Cherries as far as the eye can see, and in a hodgepodge puzzle of different growing practices and varieties is how B.J. Thurlby sums up the cherry production he saw in northern China on a mid-April trip.
Thurlby, president of the Washington State Fruit Commission, which administers the Northwest Cherry Growers, and Keith Hu, foreign promotion director, spent a whirlwind week in northern China getting an overview of Chinese sweet cherry production. Northwest Cherry Growers is the promotion arm for cherry producers in five states (Washington, Oregon, Idaho, Montana, and Utah).
Thurlby and Hu met with some of the country’s larger cherry growers to learn about production, horticultural practices, handling and storage facilities, and potential for future threats to the Northwest cherry’s current strong market position in Asia.
Additionally, they met with importers and retailers in several second-tier northern Chinese markets (Yantai, Shenyang, and Tsingtao), as well as with major importers in Shanghai, to formalize marketing strategies for the upcoming Northwest cherry season.
What follows are some of the trip’s highlights and impressions from Thurlby’s trip report.
Northern China cherry production—Almost all cherries in China are grown in the northern provinces of Shandong and Liaoning, according to a group of industry leaders in Yantai. Their collective wisdom holds that more than 100,000 acres of cherries are planted in this Shandong-Liaoning region. Surprisingly, there is a feeling by the growers that there are hundreds of thousands of small cherry growers across northern China, with many tending only an acre or so of cherries.
We met with Wang Heping, vice president of the Yantai Cherry Growers Association, who grows about 400 acres of cherries, and he led us across many miles of cherry orchards primarily made up of the Red Lantern variety, but along the way we saw Bing, Lambert, Santina, Tieton, Lapins, and numerous unnamed varieties that have been propagated by Chinese growers. Some of the interesting pieces of information that came out of our meetings were:
—Many growers produce only 1,000 pounds of fruit per acre, and profitability has become more and more of a challenge over the last five years. Many orchards are being sold to the government for future urban development.
—A Chilean firm brought an automated packing line over last year and lost significant money because they could not get enough product to run across the line. One importer familiar with the situation mentioned that the Chileans were disappointed to the point that they have no plans to make a similar effort in the future.
—Hand labor is the name of the game. In looking at about 5,000 acres of cherries, we saw no automated machinery like sprayers or even orchard tractors. Many growers water by hand, and we saw growers bring fire hoses into the orchards to irrigate. Water is pumped from creeks and cisterns that have been dug by the farmers.
—At this time, there are very few high-density plantings. Trees are pruned completely differently relative to horticultural standards in the United States.

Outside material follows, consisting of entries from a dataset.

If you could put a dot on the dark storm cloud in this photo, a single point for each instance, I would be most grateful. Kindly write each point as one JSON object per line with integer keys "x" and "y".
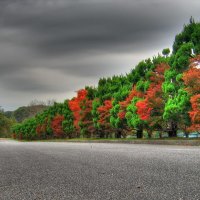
{"x": 56, "y": 46}
{"x": 86, "y": 25}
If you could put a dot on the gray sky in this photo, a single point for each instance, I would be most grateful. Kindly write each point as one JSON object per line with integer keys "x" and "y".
{"x": 51, "y": 48}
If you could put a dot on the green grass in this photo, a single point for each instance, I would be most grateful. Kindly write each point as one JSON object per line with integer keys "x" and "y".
{"x": 162, "y": 141}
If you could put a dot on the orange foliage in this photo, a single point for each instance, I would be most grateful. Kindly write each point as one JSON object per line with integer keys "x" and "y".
{"x": 56, "y": 125}
{"x": 74, "y": 106}
{"x": 104, "y": 114}
{"x": 124, "y": 104}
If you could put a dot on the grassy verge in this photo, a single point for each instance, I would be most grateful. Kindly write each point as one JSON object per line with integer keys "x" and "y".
{"x": 163, "y": 141}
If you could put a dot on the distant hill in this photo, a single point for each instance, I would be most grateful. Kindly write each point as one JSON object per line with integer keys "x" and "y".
{"x": 25, "y": 112}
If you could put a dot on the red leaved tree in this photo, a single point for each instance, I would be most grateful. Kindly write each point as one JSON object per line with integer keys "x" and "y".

—Labor is abundant, but many growers do their own hand picking when cherries are ripe and pick their small orchard numerous times during the growing season. One grower with ten acres mentioned that he picks his cherries with only two people.

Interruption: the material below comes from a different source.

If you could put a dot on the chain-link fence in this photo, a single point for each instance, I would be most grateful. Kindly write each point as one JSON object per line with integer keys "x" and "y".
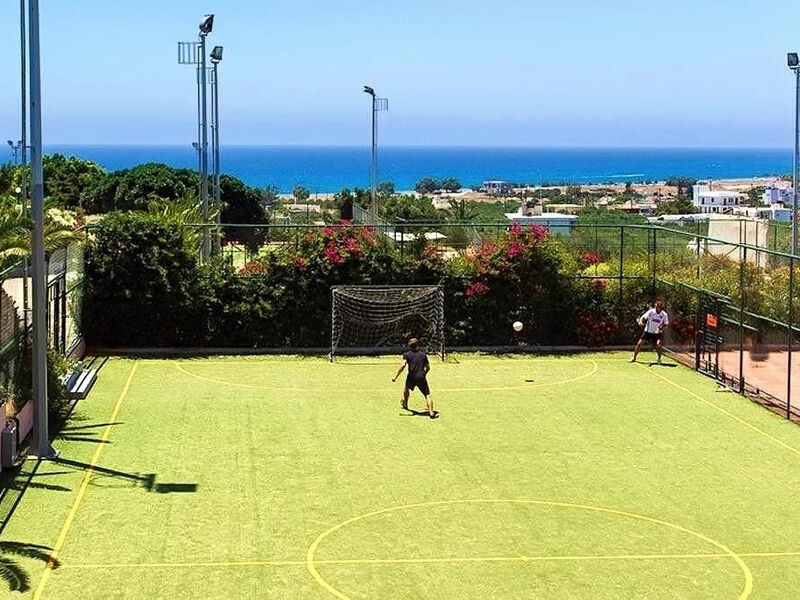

—Many growers field pack into boxes and take their cherries to nearby markets. Packing capacity and cold storage is limited.

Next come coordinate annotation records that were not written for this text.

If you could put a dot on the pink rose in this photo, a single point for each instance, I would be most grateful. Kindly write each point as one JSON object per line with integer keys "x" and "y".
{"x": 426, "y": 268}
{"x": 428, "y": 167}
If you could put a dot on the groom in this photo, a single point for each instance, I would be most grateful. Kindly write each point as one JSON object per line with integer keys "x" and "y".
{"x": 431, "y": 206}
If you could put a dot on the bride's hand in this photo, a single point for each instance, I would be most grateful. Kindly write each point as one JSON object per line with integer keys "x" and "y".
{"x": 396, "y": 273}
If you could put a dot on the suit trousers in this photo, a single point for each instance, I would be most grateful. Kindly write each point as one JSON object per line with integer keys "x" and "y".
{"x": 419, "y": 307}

—Chemicals, when used, are usually applied with backpack sprayers. We saw small empty pesticide containers littered throughout the orchard landscapes.
—Greenhouse-covered orchards are commonplace. Apparently, the growers who can afford to construct a greenhouse have a financial advantage in getting their fruit to market earlier than conventional growers. Greenhouses may cover around 8 acres, but we saw one that covered 20 acres of cherry trees. As we drove into Yantai, there were hundreds of hot dog stand-type street vendors selling Red Lantern cherries to passing consumers.
—Growers heat the greenhouses however they can, from oldstyle radiators to burning coal in ceramic urns.
—Many growers fear that they will be the last generation of their family to farm cherries. The younger generation has left the farm for the quickly developing cities. Industry can be seen closing in and around many of the orchards near Yantai. One grower recently sold about one-third of his acreage to the government. Acreage is being turned into industrial land when the opportunity arises. We saw a coal processing plant, with plumes of black smoke, about a mile from cherry orchards.
Potential for Northwest cherries—In the near term, the Northwest Cherry market share in surrounding Asian countries is safe from overproduction of sweet cherries coming out of China. The Chinese have challenges with infrastructure and quality. Cherries we tasted on this trip were similar to tart cherries. We must continue to monitor their production, but unless there is a large infusion of modern orchard renovation capital, the Chinese will sell their crop locally into markets that are beginning to demand quality products and only fill a small portion of the potential demand in their own country.
Cherries are an iconic fruit in China and are the most sought-after fruit product to be offered as gifts during China’s various holidays. Cherries will continue to be grown in China, and the people there will continue to see them as an affordable luxury that symbolize something special in their day-to-day lives.